Pasar Rangkasbitung dipilih dikarenakan potensinya yang tersebut besar sebagai pusat kegiatan ekonomi, sosial, lalu budaya di dalam Wilayah Lebak.
Kepala Area Perdagangan Dinas Industri lalu Perdagangan Wilayah Lebak Yani mengatakan, berdasarkan data Disperindag April 2024, terdapat 2.300 peniaga dalam Pasar Rangkasbitung.
Meski demikian, tantangan yang mana dihadapi tidaklah sedikit.

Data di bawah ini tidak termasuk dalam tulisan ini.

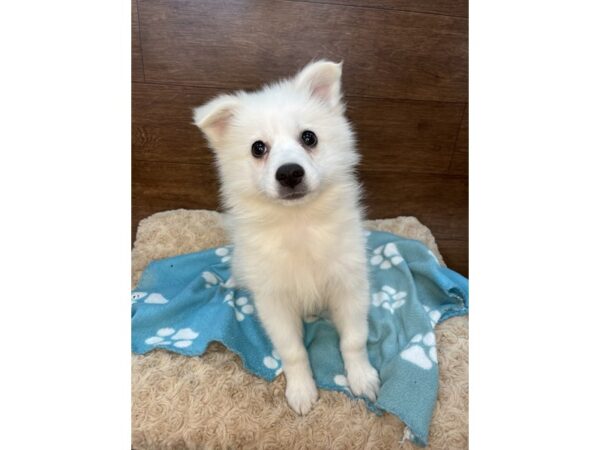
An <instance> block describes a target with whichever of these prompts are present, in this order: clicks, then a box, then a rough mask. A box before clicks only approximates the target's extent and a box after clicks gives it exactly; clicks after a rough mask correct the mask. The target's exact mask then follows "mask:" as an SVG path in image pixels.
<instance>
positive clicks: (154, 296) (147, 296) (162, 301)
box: [131, 291, 169, 305]
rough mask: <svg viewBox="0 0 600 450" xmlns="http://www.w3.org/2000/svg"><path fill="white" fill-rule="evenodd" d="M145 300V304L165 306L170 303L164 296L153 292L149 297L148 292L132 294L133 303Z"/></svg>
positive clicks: (131, 297)
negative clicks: (138, 300)
mask: <svg viewBox="0 0 600 450" xmlns="http://www.w3.org/2000/svg"><path fill="white" fill-rule="evenodd" d="M141 299H144V303H151V304H155V305H164V304H165V303H169V300H167V299H166V298H164V297H163V296H162V294H159V293H158V292H153V293H152V294H150V295H148V293H147V292H139V291H137V292H132V293H131V303H137V302H138V300H141Z"/></svg>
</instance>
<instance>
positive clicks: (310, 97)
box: [195, 61, 379, 414]
mask: <svg viewBox="0 0 600 450" xmlns="http://www.w3.org/2000/svg"><path fill="white" fill-rule="evenodd" d="M341 71H342V68H341V64H334V63H332V62H328V61H318V62H315V63H312V64H309V65H308V66H306V67H305V68H304V69H303V70H302V71H301V72H300V73H299V74H298V75H296V77H294V78H292V79H290V80H285V81H282V82H279V83H276V84H273V85H270V86H267V87H265V88H263V89H262V90H260V91H257V92H252V93H247V92H237V93H235V94H232V95H222V96H220V97H217V98H216V99H214V100H212V101H211V102H209V103H208V104H206V105H204V106H201V107H199V108H197V109H196V110H195V123H196V124H197V125H198V127H200V128H201V129H202V131H203V132H204V133H205V135H206V137H207V139H208V140H209V142H210V144H211V147H212V148H213V150H214V151H215V154H216V159H217V164H218V168H219V173H220V176H221V181H222V183H221V193H222V197H223V201H224V204H225V206H226V208H227V210H228V213H229V214H228V216H229V218H228V229H229V232H230V235H231V238H232V241H233V243H234V246H235V247H234V248H235V251H234V256H233V260H232V268H233V273H234V277H235V279H236V281H237V282H238V284H241V285H243V286H245V287H247V288H248V289H250V290H251V291H252V292H253V294H254V297H255V301H256V307H257V311H258V314H259V317H260V319H261V322H262V323H263V325H264V327H265V329H266V331H267V333H268V334H269V337H270V338H271V341H272V342H273V344H274V346H275V348H276V350H277V351H278V352H279V354H280V355H281V359H282V362H283V369H284V373H285V375H286V381H287V386H286V397H287V400H288V403H289V405H290V406H291V407H292V408H293V409H294V410H295V411H296V412H297V413H299V414H305V413H307V412H308V411H309V410H310V408H311V406H312V404H313V403H314V402H315V401H316V400H317V397H318V393H317V389H316V386H315V382H314V380H313V378H312V373H311V369H310V364H309V361H308V357H307V352H306V349H305V347H304V345H303V339H302V331H303V327H302V318H303V317H306V316H307V315H311V314H315V313H318V312H320V311H323V310H328V311H329V314H330V316H331V319H332V320H333V322H334V324H335V325H336V327H337V329H338V331H339V334H340V349H341V352H342V356H343V358H344V363H345V366H346V372H347V378H348V383H349V386H350V388H351V390H352V392H353V393H354V394H356V395H364V396H367V397H369V398H371V399H372V400H374V399H375V397H376V395H377V391H378V389H379V378H378V375H377V372H376V371H375V369H373V367H372V366H371V365H370V363H369V361H368V358H367V353H366V340H367V334H368V329H367V310H368V305H369V298H368V292H369V290H368V278H367V265H366V260H365V258H366V255H365V238H364V236H363V231H362V228H361V208H360V204H359V198H360V186H359V184H358V182H357V180H356V177H355V174H354V170H355V166H356V164H357V162H358V160H359V157H358V154H357V152H356V149H355V142H354V137H353V133H352V130H351V127H350V125H349V123H348V121H347V120H346V118H345V116H344V105H343V103H342V102H341ZM303 130H312V131H313V132H315V133H316V135H317V137H318V145H317V146H316V147H315V148H313V149H305V148H304V147H303V146H302V145H301V142H300V135H301V133H302V131H303ZM257 140H261V141H263V142H265V143H266V144H267V145H268V148H269V152H268V154H267V155H266V156H265V157H263V158H261V159H257V158H254V157H253V156H252V154H251V146H252V143H253V142H255V141H257ZM286 163H297V164H300V165H301V166H302V167H303V168H304V171H305V177H304V182H305V187H306V190H307V191H308V194H307V195H306V196H304V197H302V198H300V199H297V200H285V199H282V198H281V195H280V192H279V188H280V186H279V185H278V182H277V180H276V179H275V172H276V170H277V168H279V167H280V166H281V165H282V164H286Z"/></svg>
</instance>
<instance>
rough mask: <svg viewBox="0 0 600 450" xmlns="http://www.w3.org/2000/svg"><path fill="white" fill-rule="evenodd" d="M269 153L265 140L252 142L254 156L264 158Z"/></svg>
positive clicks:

Banyak kios kosong dikarenakan beberapa penjual tambahan memilih berjualan di area luar area bursa atau dari rumah, dengan alasan pengunjung lebih lanjut berbagai membeli di dalam lokasi tersebut.
Kondisi bursa yang tersebut masih kurang memadai dari segi prasarana juga menjadi tantangan tersendiri pada menjaga kenyamanan dan juga daya tarik pengunjung. Ditambah lagi, pada waktu ini terdapat kewajiban sertifikasi halal, termasuk item yang dimaksud dijual pada pangsa tradisional, sehingga kondisi lingkungan ekonomi juga kapasitas penjual perlu ditingkatkan.
Melihat kondisi tersebut, pihaknya menyelenggarakan FPR 2024 untuk mengupayakan lalu memberdayakan pedagang, menggerakkan perkembangan perekonomian lokal dan juga keberlanjutan lingkungan ekonomi rakyat melalui aksi #SahabatPasarRakyat, sebuah inisiatif untuk mengundang publik kembali ke lingkungan ekonomi rakyat.
“FPR 2024 bekerja sebanding dengan pemerintah tempat setempat lalu mitra strategis yang tersebut bertujuan menyokong keberlanjutan bursa tradisional melalui rangkaian kegiatan pemberdayaan, edukasi, kesehatan, kesenian serta budaya guna mengupayakan bursa rakyat yang mana berdaya saing dan juga Sejahtera (Sehat-Hijau-Bersih-Terawat). Hal ini sejalan dengan visi Adira Finance yaitu menciptakan nilai sama-sama untuk meningkatkan kesejahteraan,” ujar Head of Lokal SSD Jabodetabek Adira Finance Handi.
“Kami mengundang seluruh publik Lebak berpartisipasi pada FPR 2024 dalam Pasar Rangkasbitung tanggal 7-8 September 2024. Mari kita mendukung kegiatan ekonomi lokal, tingkatkan daya saing lingkungan ekonomi tradisional, lalu jadilah bagian dari pembaharuan positif untuk pangsa rakyat yang digunakan lebih tinggi baik,” sambungnya.
Merci Santi Adriani, Syariah Funding Business Head, Unit Usaha Syariah PT Bank Danamon Indonesia Tbk (Danamon Syariah) mengatakan, bukan semata-mata mengupayakan perniagaan para pedagang, pihaknya juga mengupayakan secara berkesinambungan memberikan jasa layanan perbankan syariah dari berbagai kalangan sesuai keperluan nasabah.